Artigos Assinados | Coluna | 27.08.2021




O BRASIL PRECISA DE UM PROJETO
SÉRIO PARA ENERGIA

PELO EMBAIXADOR JOSÉ CARLOS DA FONSECA JR.
Diretor executivo da IBÁ, com assento no Comitê Diretor do The Forests
Dialogue (TFD) e no Advisory Committee on Sustainable Forest-based
Industries (ACSFI), da FAO. Diplomata de carreira, serviu em diversos países
e foi Embaixador em Myanmar. No Brasil, trabalhou na área de Promoção
Comercial e na Secretaria Geral do Itamaraty, por duas vezes no Ministério da
Economia, além de ter sido Deputado Federal pelo Espírito Santo, Secretário
da Fazenda e Secretário da Casa Civil do Governo do ES entre 2015 e 2018

Após duas décadas de uma das maiores crises de
energia do Brasil, o fantasma da falta de eletricidade
volta a bater à porta do País. Não podemos virar
as costas para a urgência do assunto, que pode ter
enormes consequências, especialmente para uma nação que
ensaia uma retomada econômica.
Bancos e corretoras, como XP e Credit Suisse, já divulgaram
suas análises nas quais apontam que uma crise energética no
atual momento seria um limitador de crescimento para o Brasil.
Um triste paradoxo, uma vez que o País desponta como uma
das matrizes energéticas mais limpas do planeta, com cerca de
45% do que é produzido tendo origem em fontes renováveis,
segundo a Empresa de Pesquisa Energética (EPE).

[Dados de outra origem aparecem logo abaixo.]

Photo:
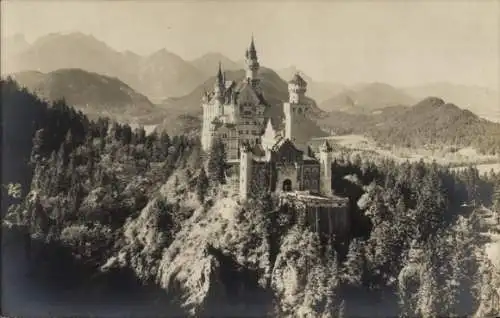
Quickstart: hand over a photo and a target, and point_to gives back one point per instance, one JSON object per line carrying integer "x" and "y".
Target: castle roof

Para a Europa,
por exemplo, o tema, ainda objeto de desejo, é um dos
caminhos traçados para que o continente atinja suas metas de
descarbonização nas próximas décadas.
Desde 2001, é bem verdade, o Brasil diminuiu de 85% para
65% sua dependência de hidrelétricas para geração de energia,
segundo a EPE. Apesar da queda nos números, ainda é um volume
que traz riscos. O recente relatório do Painel Intergovernamental
sobre Mudanças Climáticas ( IPCC) alerta para o modo
como as mudanças climáticas irão desregular o fluxo de chuvas,
aumentando a intensidade em determinadas regiões e causando
seca em outras. Não podemos mais esperar pelo incerto.

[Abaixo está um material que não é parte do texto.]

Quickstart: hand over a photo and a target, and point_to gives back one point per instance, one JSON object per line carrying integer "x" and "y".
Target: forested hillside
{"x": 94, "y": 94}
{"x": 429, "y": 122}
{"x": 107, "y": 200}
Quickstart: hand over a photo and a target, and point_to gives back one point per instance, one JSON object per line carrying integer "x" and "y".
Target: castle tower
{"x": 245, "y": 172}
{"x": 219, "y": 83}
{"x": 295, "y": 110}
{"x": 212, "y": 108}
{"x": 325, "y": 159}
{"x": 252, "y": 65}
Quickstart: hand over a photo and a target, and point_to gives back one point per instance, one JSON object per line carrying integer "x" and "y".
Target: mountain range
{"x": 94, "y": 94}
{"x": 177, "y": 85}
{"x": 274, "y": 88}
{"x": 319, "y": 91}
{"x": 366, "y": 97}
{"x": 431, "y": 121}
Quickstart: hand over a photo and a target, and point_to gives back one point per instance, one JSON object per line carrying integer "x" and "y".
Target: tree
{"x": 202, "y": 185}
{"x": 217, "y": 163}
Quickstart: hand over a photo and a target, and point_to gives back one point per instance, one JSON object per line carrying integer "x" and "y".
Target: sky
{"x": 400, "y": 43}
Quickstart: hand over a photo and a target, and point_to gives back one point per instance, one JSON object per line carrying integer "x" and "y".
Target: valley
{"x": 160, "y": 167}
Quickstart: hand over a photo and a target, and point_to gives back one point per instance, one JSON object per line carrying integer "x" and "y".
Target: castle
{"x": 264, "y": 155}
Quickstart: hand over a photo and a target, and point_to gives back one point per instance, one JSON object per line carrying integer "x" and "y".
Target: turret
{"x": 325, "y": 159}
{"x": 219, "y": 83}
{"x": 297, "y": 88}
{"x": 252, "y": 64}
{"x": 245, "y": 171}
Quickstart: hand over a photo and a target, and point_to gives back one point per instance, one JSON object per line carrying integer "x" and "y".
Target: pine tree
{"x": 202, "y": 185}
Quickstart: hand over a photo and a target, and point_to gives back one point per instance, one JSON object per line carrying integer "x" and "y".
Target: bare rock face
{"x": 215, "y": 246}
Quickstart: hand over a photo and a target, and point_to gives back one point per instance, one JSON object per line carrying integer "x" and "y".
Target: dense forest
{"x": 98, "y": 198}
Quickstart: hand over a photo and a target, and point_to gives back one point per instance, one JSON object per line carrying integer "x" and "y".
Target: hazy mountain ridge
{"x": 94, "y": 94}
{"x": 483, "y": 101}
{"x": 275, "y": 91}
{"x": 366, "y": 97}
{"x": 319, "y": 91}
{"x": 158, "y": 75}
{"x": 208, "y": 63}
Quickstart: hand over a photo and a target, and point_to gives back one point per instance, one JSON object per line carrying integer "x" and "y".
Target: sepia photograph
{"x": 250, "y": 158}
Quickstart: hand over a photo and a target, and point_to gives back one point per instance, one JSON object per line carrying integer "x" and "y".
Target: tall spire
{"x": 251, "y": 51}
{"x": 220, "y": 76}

E, neste anseio pelo rumo correto, não é preciso navegar
por novas rotas. Dentro do próprio território nacional temos
experiências bem-sucedidas, as quais podemos incentivar e
dar escala. O setor de árvores cultivadas é uma luz que ilumina
este caminho, com um trabalho de anos estruturado em
cima de uma fonte renovável e com previsibilidade. Plantadas,
colhidas e replantadas, as árvores cultivadas possibilitam
o planejamento de longo prazo. Ciclos certos, colheita prevista,
matéria-prima garantida.
Não há segredo. O olhar para o amanhã é o diferencial do
setor. Fruto de investimento durante décadas, atualmente a indústria
produz 69% da energia necessária para alimentar suas
plantas fabris. Deste total, 90% tem origem renovável.

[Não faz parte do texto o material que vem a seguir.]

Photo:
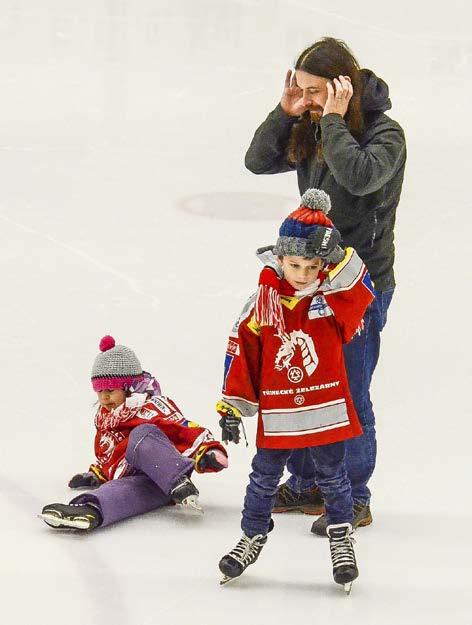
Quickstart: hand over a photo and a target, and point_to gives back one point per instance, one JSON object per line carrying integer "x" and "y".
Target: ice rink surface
{"x": 125, "y": 208}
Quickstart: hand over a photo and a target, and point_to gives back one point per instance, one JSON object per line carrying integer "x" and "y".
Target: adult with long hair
{"x": 331, "y": 128}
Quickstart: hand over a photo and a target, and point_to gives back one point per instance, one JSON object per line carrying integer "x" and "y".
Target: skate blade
{"x": 54, "y": 521}
{"x": 348, "y": 588}
{"x": 191, "y": 503}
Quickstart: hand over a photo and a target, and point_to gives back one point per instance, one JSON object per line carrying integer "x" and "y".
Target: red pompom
{"x": 107, "y": 343}
{"x": 311, "y": 217}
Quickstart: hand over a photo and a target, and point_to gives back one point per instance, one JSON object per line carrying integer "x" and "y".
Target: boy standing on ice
{"x": 285, "y": 362}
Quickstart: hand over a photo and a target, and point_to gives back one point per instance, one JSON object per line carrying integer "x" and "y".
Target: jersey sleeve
{"x": 348, "y": 292}
{"x": 242, "y": 363}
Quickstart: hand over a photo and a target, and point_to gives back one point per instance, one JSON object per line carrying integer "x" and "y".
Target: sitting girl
{"x": 145, "y": 449}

Aliás, esta energia limpa tem nome e sobrenome. A maior
parte é proveniente do licor negro (69%), que é resultante do
processo fabril do segmento de celulose e papel e tem como
um de seus elementos a lignina. Ou seja, as fibras, que representam
cerca de 75% das árvores, são utilizadas para produto
final. Já a lignina (25% restantes), hoje tem a finalidade de gerar
energia verde. A biomassa florestal, que por vezes é constituída
de resíduos florestais, como galhos, por exemplo, é a segunda
maior responsável pela matriz energética renovável (20%) desta
agroindústria. Trata-se da economia circular na veia.
A Eldorado, por exemplo, traz todo este discurso para a prática.
A companhia investiu cerca de R$ 400 milhões para levantar
a maior usina de biomassa do Brasil, na cidade de Três Lagoas-
MS. A matéria-prima para geração de energia é composta,
basicamente, por cascas, tocos e galhos, que antes ficavam no
campo. Ou seja, o CO2 no processo de queima é neutralizado
pela nova plantação, que o absorve por meio da fotossíntese.
Assim, a chamada Termelétrica de Onça Pintada tem capacidade
de produzir energia para abastecer uma cidade de 700 mil
habitantes. Toda a produção tem sido destinada ao grid público,
pois que a fábrica da companhia já é autossuficiente. Trata-se de
um bom exemplo.
Claro que não há uma bala de prata. Na urgente e necessária
tarefa de produzir energia e cuidar do meio ambiente é
preciso buscar o máximo de alternativas. Derivados de cana-
-de-açúcar, energia solar e eólica são outras das alternativas.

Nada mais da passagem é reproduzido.